The Utah Utes play their home games in front of the second-largest fan base in the Pac-12, with jeering students virtually hovering over the court, and at a 4,900-foot altitude that can crush an opponent’s breath.

Yet, this Friday between his team’s games with Arizona and ASU, Utes coach Larry Krystkowiak plans to check his team into a hotel. While it’s not unusual for a high-major team to do so before home games, the Utes are clearly trying to replicate something they can’t find at home.

“I just know the mentality when we get on the road, (players) spend a lot of time together,” Krystkowiak said this week. “We sleep well. … I don’t think we’ve got guys making bad decisions at home. Maybe it’s not just specific to us. It’s a little something to us in the air right now, that teams know they’ve got to go out and compete on the road.”

It’s not just them. Nor is it Arizona, which has lost three of its past four home games in front of the biggest crowds in the conference. The Utes’ baffling ability to win on the road (5-1) but lose at home (2-3) in conference play is something the rest of the Pac-12 has experienced at nearly a record-breaking pace this season.

Pac-12 teams collectively are 30-36 on the road in league play, a 45.4 percent mark that is on pace to become the highest road winning percentage since the league expanded to 12 teams in 2011-12. It also isn’t far below the all-time best road mark of 46.6 percent (42-48) that the league collectively had in 2007-08.

Moreover, through six of 10 weeks in league play, there have already been eight road sweeps in conference play, two shy of the record of 10 set in 2016-17. Arizona swept Stanford and Cal last month, while Utah swept both California trips.

Coach Sean Miller and the UA, losers of five straight games and three out of four at home, hope to regroup against a Utah team experiencing a kind of reverse home-court advantage.

The Utes lost at home to Washington on Jan. 10, and to Oregon and Oregon State just before making the trip to Los Angeles last weekend.

“I don’t really have an answer for the rest of the teams in our league,” UA coach Sean Miller said of the Pac-12’s collective home woes. “I think Oregon and Oregon State are both good teams. And maybe Utah didn’t play as well (against them), but what they did is what everybody wants to do and that’s bounce back. They went to arguably the hardest trip in our conference and they swept the L.A. schools, which says a lot.

“I’m sure they’re going to bounce back at home and return to Salt Lake with a lot of confidence.”

They may need more than confidence, though. The last time the Utes were at home, Oregon and Oregon State pulled out victories, and the Beavers combined their 76-74 win at Salt Lake on Jan. 31 with an 81-72 win at Colorado on Feb. 2 for a rare Beavers road sweep.

“We’ve got to compete with more urgency at home,” Krystkowiak said.

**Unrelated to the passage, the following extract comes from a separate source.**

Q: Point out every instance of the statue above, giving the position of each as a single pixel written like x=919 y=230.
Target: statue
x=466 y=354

Things are just as weird at Colorado, despite students sitting adjacent to the opposing bench and a mile-high altitude that has had Miller even adjust his substitution patterns in an effort to ward off fatigue.

The Buffs just swept UCLA and USC in Los Angeles last weekend for only their second road sweep ever since joining the conference … but were just 2-2 in Pac-12 home games entering their game with ASU on Wednesday, having lost to Washington and Oregon State at its CU Events Center.

SCOUTING REPORT: Arizona Wildcats vs. Utah Utes

As Colorado found, part of the Pac-12’s lack of home-court dominance might be a lack of fans. Neither UCLA (7,925) nor USC (3,133) are drawing big crowds this season, and when the Trojans attracted 3,974 fans against Colorado, many of them were rooting for the Buffs.

CU coach Tad Boyle said friends and family of Southern California-born forward Evan Battey were part of the support, but said other parents, administrators and alumni were on hand.

“I saw the Buff contingent and you heard them during the game,” Boyle told Buffzone.com. “There’s 23,000 Colorado alumni in the state of California, so it was a big game for us. It was a big game for our university, as UCLA was.”

Arizona had a similar experience during its sweep at Stanford and Cal, where the modest four-figure crowds featured roughly 1,000 UA fans, thanks to a small traveling party from Tucson and the Wildcats’ large Bay Area alumni base.

Being just 3-3 at home in Pac-12 play, with losses to Oregon, Washington and Washington State at McKale Center, maybe the Wildcats don’t have much to lose on the road this weekend.

They’ll get to check into hotels, too — because they have to.

“For us, it might be good,” Miller said. “We’ll get a chance to be together, kind of alone, and get a chance to work on what we need to work on to continue to improve.”